La federación de fútbol canadiense, Canada Soccer, ha pedido a la FIFA que no castigue a la selección femenina por este escándalo, argumentando que las jugadoras no tenían conocimiento de las imágenes registradas por el dron y, por tanto, no deberían ser sancionadas con la pérdida de puntos.
El director ejecutivo de Canada Soccer, Kevin Blue, defendió a las futbolistas y aseguró que no han visto ninguna imagen captada por el dron. “No creemos que una deducción de puntos en este torneo sea justa para nuestras jugadoras”, subrayó Blue.
El incidente ocurrió cuando se descubrió que Jasmine Mander, auxiliar de Priestman, y Joey Lombardi, analista del equipo, habían utilizado un dron para grabar un entrenamiento de Nueva Zelanda. Tras el descubrimiento, ambos fueron enviados de regreso a Canadá. Lombardi fue detenido por la policía francesa y recibió una sentencia de ocho meses de prisión, que quedó en suspenso.
Priestman fue apartada de su cargo horas antes del partido debut de la selección canadiense, que venció a Nueva Zelanda por 2-1. La federación ha iniciado una “revisión externa independiente” para investigar el caso.

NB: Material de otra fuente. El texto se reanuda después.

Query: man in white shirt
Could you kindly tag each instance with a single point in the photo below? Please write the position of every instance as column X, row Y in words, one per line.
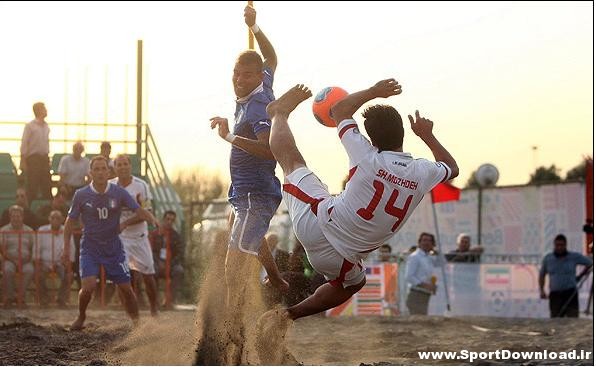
column 50, row 247
column 385, row 186
column 419, row 275
column 74, row 169
column 134, row 233
column 35, row 150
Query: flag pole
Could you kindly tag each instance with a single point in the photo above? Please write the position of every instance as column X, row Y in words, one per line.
column 440, row 252
column 251, row 37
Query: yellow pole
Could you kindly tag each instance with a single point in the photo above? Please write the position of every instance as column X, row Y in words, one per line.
column 251, row 37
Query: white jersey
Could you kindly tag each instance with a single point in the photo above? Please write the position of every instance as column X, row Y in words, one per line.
column 139, row 190
column 383, row 190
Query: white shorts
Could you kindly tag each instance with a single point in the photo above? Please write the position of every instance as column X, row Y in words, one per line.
column 138, row 254
column 302, row 192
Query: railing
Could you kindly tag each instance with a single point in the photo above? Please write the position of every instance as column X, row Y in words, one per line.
column 164, row 195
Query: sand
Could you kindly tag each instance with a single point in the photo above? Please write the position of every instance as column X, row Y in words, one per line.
column 41, row 337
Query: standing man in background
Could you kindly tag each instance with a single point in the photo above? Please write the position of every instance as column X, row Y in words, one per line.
column 74, row 169
column 134, row 233
column 560, row 265
column 419, row 275
column 35, row 150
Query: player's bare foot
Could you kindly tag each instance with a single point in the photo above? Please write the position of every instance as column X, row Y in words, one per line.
column 78, row 324
column 288, row 102
column 279, row 283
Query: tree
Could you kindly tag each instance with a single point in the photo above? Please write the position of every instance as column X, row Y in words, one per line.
column 577, row 173
column 197, row 185
column 545, row 175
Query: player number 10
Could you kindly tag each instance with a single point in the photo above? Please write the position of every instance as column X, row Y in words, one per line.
column 390, row 208
column 102, row 213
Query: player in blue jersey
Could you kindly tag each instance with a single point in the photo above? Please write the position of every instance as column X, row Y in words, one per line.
column 99, row 205
column 255, row 192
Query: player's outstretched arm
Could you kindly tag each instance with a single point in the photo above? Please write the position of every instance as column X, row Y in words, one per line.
column 250, row 18
column 345, row 108
column 424, row 129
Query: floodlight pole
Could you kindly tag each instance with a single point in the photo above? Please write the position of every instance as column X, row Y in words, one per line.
column 251, row 37
column 139, row 96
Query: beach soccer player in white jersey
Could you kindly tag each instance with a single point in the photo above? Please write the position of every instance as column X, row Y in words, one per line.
column 384, row 188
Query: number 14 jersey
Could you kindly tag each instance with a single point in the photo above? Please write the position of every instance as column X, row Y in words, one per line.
column 383, row 190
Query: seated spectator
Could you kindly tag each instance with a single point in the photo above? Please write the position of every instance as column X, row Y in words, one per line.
column 465, row 253
column 50, row 241
column 58, row 203
column 30, row 219
column 159, row 239
column 16, row 247
column 74, row 170
column 384, row 254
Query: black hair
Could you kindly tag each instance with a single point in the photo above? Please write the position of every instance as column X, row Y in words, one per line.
column 384, row 126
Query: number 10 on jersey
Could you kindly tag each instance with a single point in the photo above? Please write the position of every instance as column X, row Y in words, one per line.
column 102, row 213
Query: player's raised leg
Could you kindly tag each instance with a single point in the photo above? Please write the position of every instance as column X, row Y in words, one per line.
column 127, row 295
column 281, row 141
column 85, row 294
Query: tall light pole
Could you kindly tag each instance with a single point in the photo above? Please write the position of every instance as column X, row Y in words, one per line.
column 535, row 156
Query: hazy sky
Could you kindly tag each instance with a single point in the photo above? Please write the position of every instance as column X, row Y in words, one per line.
column 496, row 78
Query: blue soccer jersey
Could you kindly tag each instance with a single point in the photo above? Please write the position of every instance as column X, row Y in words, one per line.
column 100, row 214
column 248, row 172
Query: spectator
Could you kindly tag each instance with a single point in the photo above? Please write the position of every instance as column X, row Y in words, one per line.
column 419, row 275
column 106, row 149
column 159, row 239
column 385, row 253
column 74, row 170
column 30, row 220
column 50, row 242
column 58, row 203
column 16, row 246
column 465, row 253
column 35, row 150
column 560, row 265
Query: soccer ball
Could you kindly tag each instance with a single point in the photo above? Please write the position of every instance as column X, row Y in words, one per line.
column 324, row 100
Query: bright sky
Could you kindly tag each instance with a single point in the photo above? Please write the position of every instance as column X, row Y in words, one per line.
column 496, row 78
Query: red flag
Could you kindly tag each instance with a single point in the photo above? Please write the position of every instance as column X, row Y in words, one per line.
column 444, row 192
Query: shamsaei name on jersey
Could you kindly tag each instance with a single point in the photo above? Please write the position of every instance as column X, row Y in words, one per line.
column 413, row 185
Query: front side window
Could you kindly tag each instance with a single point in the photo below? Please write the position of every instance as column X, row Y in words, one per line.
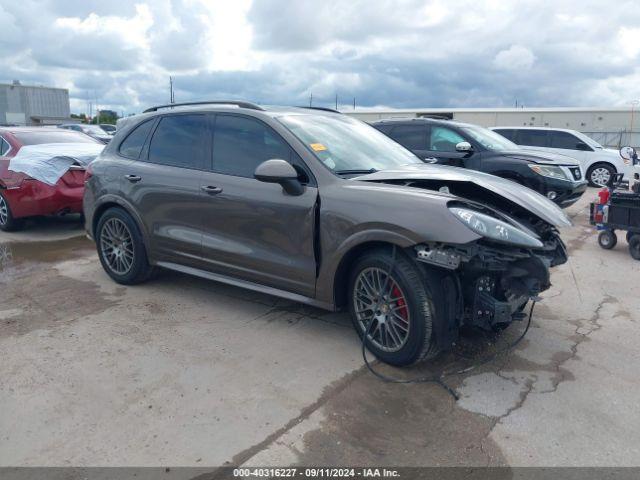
column 444, row 139
column 346, row 145
column 180, row 141
column 564, row 140
column 412, row 137
column 132, row 145
column 532, row 138
column 240, row 144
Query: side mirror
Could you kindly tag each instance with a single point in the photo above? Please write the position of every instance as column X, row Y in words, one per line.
column 282, row 172
column 464, row 147
column 628, row 153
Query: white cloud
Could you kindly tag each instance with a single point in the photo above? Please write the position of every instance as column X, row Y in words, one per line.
column 398, row 53
column 515, row 58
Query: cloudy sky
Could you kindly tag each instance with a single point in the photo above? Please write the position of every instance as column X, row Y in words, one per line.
column 384, row 53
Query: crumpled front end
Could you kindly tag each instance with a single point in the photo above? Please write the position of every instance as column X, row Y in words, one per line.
column 495, row 282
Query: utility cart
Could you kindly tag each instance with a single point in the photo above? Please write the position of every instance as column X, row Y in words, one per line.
column 619, row 209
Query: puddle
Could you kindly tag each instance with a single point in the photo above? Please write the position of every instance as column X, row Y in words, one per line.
column 18, row 254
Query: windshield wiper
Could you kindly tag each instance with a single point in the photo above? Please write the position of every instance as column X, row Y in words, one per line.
column 355, row 171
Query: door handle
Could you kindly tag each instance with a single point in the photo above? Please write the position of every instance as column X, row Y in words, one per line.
column 211, row 190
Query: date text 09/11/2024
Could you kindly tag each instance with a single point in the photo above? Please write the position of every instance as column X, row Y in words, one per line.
column 318, row 472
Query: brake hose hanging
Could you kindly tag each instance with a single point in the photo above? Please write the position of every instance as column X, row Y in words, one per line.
column 437, row 379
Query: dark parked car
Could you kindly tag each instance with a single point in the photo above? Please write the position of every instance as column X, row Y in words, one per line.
column 94, row 131
column 320, row 208
column 446, row 142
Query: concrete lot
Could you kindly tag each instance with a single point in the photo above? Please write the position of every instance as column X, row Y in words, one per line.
column 182, row 371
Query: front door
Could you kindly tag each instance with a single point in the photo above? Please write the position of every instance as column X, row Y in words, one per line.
column 441, row 146
column 164, row 186
column 254, row 230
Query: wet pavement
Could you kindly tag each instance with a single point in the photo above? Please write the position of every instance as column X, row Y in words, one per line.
column 182, row 371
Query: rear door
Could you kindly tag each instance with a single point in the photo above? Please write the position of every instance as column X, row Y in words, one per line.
column 254, row 230
column 164, row 185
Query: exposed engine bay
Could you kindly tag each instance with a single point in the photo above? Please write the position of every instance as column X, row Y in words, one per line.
column 493, row 278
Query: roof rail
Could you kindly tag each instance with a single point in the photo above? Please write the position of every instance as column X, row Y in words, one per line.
column 237, row 103
column 324, row 109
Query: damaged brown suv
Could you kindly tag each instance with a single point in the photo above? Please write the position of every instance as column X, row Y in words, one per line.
column 320, row 208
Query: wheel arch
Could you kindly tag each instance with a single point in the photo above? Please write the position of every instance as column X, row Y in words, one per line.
column 118, row 203
column 341, row 273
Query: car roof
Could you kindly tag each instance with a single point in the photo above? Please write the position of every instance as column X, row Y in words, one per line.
column 431, row 121
column 29, row 129
column 568, row 130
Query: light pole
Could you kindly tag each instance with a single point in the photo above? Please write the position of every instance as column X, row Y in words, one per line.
column 633, row 104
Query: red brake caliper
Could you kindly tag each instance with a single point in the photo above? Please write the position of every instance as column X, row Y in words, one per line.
column 396, row 293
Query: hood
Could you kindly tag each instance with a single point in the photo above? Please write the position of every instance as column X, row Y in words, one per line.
column 537, row 156
column 440, row 175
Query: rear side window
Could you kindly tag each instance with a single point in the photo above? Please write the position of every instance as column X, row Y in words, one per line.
column 4, row 146
column 444, row 139
column 412, row 137
column 532, row 138
column 240, row 144
column 132, row 145
column 507, row 133
column 564, row 140
column 180, row 141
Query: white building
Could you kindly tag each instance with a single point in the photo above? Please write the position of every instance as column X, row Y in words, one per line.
column 609, row 126
column 33, row 105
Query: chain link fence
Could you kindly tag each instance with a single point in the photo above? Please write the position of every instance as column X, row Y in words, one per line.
column 616, row 139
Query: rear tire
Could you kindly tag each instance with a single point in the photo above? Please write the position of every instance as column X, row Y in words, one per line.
column 7, row 222
column 121, row 249
column 607, row 239
column 634, row 246
column 407, row 312
column 600, row 174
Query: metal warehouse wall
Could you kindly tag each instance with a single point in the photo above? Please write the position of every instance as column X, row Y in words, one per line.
column 609, row 126
column 20, row 104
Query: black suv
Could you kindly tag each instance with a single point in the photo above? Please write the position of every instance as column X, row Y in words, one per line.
column 559, row 177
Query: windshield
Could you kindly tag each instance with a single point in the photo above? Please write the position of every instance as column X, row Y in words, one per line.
column 490, row 139
column 345, row 145
column 62, row 136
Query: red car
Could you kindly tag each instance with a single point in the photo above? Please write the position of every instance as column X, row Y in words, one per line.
column 22, row 196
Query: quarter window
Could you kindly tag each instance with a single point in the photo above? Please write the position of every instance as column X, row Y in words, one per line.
column 409, row 136
column 132, row 145
column 240, row 144
column 532, row 138
column 181, row 141
column 444, row 139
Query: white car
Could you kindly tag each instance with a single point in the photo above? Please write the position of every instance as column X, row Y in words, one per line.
column 598, row 163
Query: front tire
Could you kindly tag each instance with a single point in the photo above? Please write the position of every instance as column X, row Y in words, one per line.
column 600, row 174
column 607, row 239
column 121, row 249
column 634, row 246
column 390, row 299
column 7, row 222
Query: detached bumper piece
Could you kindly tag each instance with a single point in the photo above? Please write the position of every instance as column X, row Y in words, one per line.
column 494, row 282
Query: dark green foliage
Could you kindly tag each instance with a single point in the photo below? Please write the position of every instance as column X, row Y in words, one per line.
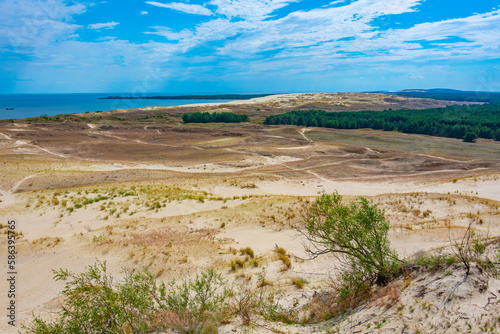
column 470, row 137
column 453, row 95
column 452, row 122
column 94, row 304
column 358, row 232
column 205, row 117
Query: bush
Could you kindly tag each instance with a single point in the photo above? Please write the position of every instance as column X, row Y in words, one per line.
column 94, row 304
column 357, row 231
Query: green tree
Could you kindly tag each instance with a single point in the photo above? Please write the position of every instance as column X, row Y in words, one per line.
column 357, row 231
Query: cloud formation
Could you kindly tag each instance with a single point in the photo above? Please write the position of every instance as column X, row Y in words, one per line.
column 246, row 39
column 107, row 25
column 182, row 7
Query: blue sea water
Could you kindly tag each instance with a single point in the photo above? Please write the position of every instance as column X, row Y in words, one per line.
column 33, row 105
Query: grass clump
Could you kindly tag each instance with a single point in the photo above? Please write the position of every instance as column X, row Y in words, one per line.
column 299, row 282
column 248, row 251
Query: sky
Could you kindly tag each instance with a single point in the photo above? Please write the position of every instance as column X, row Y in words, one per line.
column 248, row 46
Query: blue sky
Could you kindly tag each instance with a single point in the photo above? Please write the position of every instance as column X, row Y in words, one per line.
column 248, row 46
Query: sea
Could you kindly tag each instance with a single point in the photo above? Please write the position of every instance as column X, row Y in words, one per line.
column 15, row 106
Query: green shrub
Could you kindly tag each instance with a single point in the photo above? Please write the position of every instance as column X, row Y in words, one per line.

Kevin Blue reconoció ante la prensa que se habían producido “fallas francamente inaceptables” e “incidentes éticos” por parte del equipo técnico canadiense, y sugirió que este comportamiento podría haber sido sistémico. Sin embargo, enfatizó que las jugadoras no estaban implicadas en ningún comportamiento poco ético.
Las futbolistas canadienses, que debutaron victoriosamente en el Grupo A, han negado cualquier vinculación con el espionaje. Vanessa Gilles, defensa del equipo, expresó su frustración: “Los Juegos representan el juego limpio. Como canadienses, esos no son nuestros valores ni los de nuestro país. No somos tramposas”.
El escándalo ha generado un debate sobre la ética y la deportividad en el fútbol olímpico, mientras la selección canadiense se prepara para enfrentar a Francia y Colombia en los próximos partidos del Grupo A.